Violent threats against local election workers, particularly in battleground states like Arizona, Georgia, Pennsylvania, and Wisconsin, are concerning US officials, as they evaluate possible security threats to the upcoming midterm elections. “We are very, very intensely focused on election security,” Department of Homeland Security secretary Alejandro Mayorkas told reporters this week, according to The Wall Street Journal. Top election concerns include a growing wave of physical threats directed toward election workers, in addition to disinformation campaigns and cyber operations launched by foreign entities, the Journal noted.

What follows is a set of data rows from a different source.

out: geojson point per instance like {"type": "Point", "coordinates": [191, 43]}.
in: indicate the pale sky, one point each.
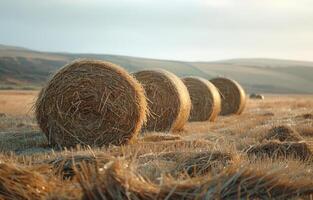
{"type": "Point", "coordinates": [166, 29]}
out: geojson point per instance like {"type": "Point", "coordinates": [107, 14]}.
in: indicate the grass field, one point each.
{"type": "Point", "coordinates": [236, 157]}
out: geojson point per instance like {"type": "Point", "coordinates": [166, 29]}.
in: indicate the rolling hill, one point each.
{"type": "Point", "coordinates": [24, 68]}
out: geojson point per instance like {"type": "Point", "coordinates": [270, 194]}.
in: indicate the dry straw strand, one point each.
{"type": "Point", "coordinates": [205, 99]}
{"type": "Point", "coordinates": [91, 102]}
{"type": "Point", "coordinates": [169, 100]}
{"type": "Point", "coordinates": [232, 94]}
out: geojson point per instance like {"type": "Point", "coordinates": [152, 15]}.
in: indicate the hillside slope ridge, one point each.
{"type": "Point", "coordinates": [21, 67]}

Senior FBI officials said in a separate briefing on Monday that most of the threats against election workers involve seven swing states (Colorado, Michigan, and Nevada also made its list), according to USA Today. FBI director Christopher Wray previously said that threats of politically-motivated violence in the US are being driven, in part, by disputes related to the 2020 election. Notably, per USA Today, the officials Monday did not explicitly name Donald Trump or his Republican allies, who have continued to promote a disinformation campaign, blaming his 2020 election defeat on widespread voter fraud and a vast Democratic conspiracy. But as Eric Lutz wrote for Vanity Fair in June, the Republican National Committee has essentially been “institutionalizing” these election lies by reportedly “recruiting and training poll watchers to contest votes and building a network of party-friendly attorneys to help them.”

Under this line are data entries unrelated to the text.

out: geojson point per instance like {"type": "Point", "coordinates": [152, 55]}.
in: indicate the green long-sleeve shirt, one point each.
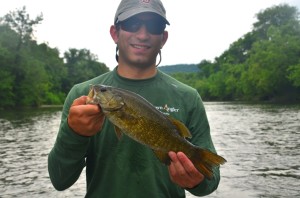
{"type": "Point", "coordinates": [124, 168]}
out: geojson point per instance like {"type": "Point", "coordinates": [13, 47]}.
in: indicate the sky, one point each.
{"type": "Point", "coordinates": [199, 29]}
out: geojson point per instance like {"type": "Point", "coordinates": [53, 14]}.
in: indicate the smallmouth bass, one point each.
{"type": "Point", "coordinates": [140, 120]}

Since it was set up in June 2021, the Justice Department’s Election Threats Task Force has received more than 1,000 reports of hostility or harassment, with roughly 11% of those threats meeting the threshold for federal criminal investigations, the DOJ said in August. As of August 1, the reported threats, which reportedly range from fake bomb threats to online harassment, have resulted in four federal cases being charged by the task force. “This is a more complex threat environment than what occurred in 2020 or that we’ve ever seen because of the various components of threat,” Jen Easterly, who heads the cybersecurity agency at DHS, said Monday, per the Journal, before adding that “unprecedented levels of threats and harassment targeting election officials” have taken place this election cycle.

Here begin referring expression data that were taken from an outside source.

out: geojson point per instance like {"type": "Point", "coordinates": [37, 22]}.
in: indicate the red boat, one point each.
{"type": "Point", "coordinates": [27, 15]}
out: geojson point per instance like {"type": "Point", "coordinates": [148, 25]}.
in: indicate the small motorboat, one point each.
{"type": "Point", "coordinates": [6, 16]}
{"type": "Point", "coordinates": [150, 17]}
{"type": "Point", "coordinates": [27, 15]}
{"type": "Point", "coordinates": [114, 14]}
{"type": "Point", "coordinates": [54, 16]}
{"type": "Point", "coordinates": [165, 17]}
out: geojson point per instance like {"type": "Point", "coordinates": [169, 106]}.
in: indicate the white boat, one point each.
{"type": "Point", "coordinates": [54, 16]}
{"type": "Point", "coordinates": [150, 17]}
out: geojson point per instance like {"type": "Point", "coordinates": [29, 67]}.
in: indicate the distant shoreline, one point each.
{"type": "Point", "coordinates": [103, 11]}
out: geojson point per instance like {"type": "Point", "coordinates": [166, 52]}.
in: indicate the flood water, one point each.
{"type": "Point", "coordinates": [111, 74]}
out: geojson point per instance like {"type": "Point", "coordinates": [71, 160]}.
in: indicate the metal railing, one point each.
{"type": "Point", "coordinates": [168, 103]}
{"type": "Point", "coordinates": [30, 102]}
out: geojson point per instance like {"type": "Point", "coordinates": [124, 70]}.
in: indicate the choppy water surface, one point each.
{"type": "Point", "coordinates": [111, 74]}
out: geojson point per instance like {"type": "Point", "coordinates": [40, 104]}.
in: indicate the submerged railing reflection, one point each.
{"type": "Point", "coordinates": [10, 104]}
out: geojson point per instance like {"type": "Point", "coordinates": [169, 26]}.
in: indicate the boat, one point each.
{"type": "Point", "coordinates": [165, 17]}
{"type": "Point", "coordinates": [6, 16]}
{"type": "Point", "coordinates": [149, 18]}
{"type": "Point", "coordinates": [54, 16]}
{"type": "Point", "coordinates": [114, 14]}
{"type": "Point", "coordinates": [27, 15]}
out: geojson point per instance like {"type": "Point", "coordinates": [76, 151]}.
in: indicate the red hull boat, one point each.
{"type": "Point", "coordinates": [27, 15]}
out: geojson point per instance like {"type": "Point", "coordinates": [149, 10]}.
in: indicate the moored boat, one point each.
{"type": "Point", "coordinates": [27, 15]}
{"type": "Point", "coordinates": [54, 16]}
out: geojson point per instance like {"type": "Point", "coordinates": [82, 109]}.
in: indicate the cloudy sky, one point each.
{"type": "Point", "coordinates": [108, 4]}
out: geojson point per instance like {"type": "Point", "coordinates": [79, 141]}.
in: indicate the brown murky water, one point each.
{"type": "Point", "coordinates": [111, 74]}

Some election officials have also expressed concerns that disruptive actors, moonlighting as poll workers, could tamper with voting equipment, turn away voters, or otherwise provoke chaos on Election Day, as Politico reported Tuesday. Speaking to a crowd in January, Ryan Kelley, a far-right candidate who ran a failed gubernatorial campaign in Michigan, reportedly went so far as to encourage poll workers to unplug election equipment if they “see something you don’t like happening,” while county-level GOP leaders in the state have reportedly urged poll workers to illicitly bring their smartphones to polling or ballot-counting centers and document what they see.
Federal authorities are also keeping tabs on any foreign threats to the election. In the Monday briefing, the senior FBI officials also addressed attempted efforts by Russia, China, and Iran to amplifying election-fraud conspiracy theories meant to sow distrust in US democracy. The Associated Press said Monday it obtained an unclassified US intelligence advisory claiming that China is likely working to influence a number of midterm races in the hopes of hindering “candidates perceived to be particularly adversarial to Beijing.” That said, the officials said in the briefing that they have not detected any serious threats to US election infrastructure.